17 new financial measures launched to support growth in China’s rental housing market (People’s Daily)
The People’s Bank of China and the National Administration of Financial Regulation (NAFR) recently issued the “Opinions on Financial Support for the Development of the Rental Housing Market” (关于金融支持住房租赁市场发展的意见).
The Opinions focus on strengthening innovation in rental housing financial products and service models and broadening diversified investment in the rental housing market.

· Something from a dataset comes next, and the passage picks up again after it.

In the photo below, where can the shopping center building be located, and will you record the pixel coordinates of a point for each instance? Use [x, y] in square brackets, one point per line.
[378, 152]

They propose 17 measures on financing channels and other areas to support the development of the rental housing market, and will come into effect on February 5, 2024.
According to the Opinions, financial support for the development of the rental housing market should highlight key points and target shortcomings, mainly in large cities, while also focusing on solving the housing problems of new citizens, young people and other demographics; supporting various entities to build, renovate and operate long-term rental housing, revitalising existing housing and effectively increasing the supply of affordable and commercial rental housing.

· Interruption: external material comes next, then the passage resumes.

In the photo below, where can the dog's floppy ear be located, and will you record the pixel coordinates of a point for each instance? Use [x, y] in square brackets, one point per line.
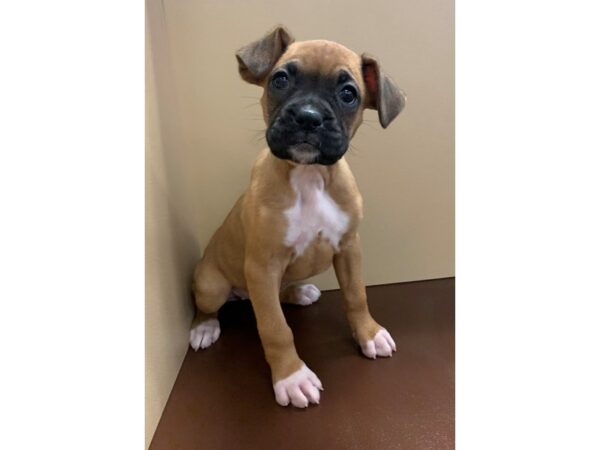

People’s Daily highlights use of active fiscal policy to drive high-quality growth (People’s Daily)
Active fiscal policy, as a key means of macro-economic adjustment, continued to increase in efficiency and endeavoured to promote overall economic recovery throughout 2023.
From January to November 2023, 3.8634 trillion yuan in new special bonds were issued nationwide, playing a key role in driving and expanding effective investment.
1.812509 trillion yuan in new tax cuts and fee reductions as well as tax rebates and deferrals were implemented nationwide, bringing marked benefit to the private economy, small and medium-sized enterprises, and the manufacturing and related wholesale and retail sectors.
The Central Economic Work Conference has proposed that fiscal policy space should be better utilized to improve financial efficiency and policy effects.
[It has called for]:
- Optimizing the structure of fiscal expenditures and strengthening financial support for major national strategic tasks.
- Reasonably expanding the scope of local government special bonds used for capital investment.
- Implementing structural tax and fee reduction policies.
- Focusing on supporting technological innovation and manufacturing development.
Chinese central bank says opening of bond market to foreign investors won’t miss a step (Securities Daily)
The 2024 People’s Bank of China (PBOC) Work Conference called for “deepning the opening of the financial market to the outside world and improving the convenience for foreign investors to participate in China’s bond market.”
In recent years, China’s bond market has continued to deepen its opening to the outside world, making foreign investment more convenient. China’s bond market has become an important choice for the global allocation of foreign institutional investors. According to the latest data from PBOC, as of the end of November 2023 the custody balance of foreign institutions in China’s bond market was 3.54 trillion yuan, accounting for 2.3% of the total
Market participants believe that the Federal Reserve is expected to gradually enter a cycle of interest rate cuts in 2024. The interest rate differential between China and the United States will gradually return to normal, and the convenience of foreign investment in the bond market will increase. China’s economic fundamentals will further recover, and the allocation demand for Chinese bonds amongst overseas institutions will further increase.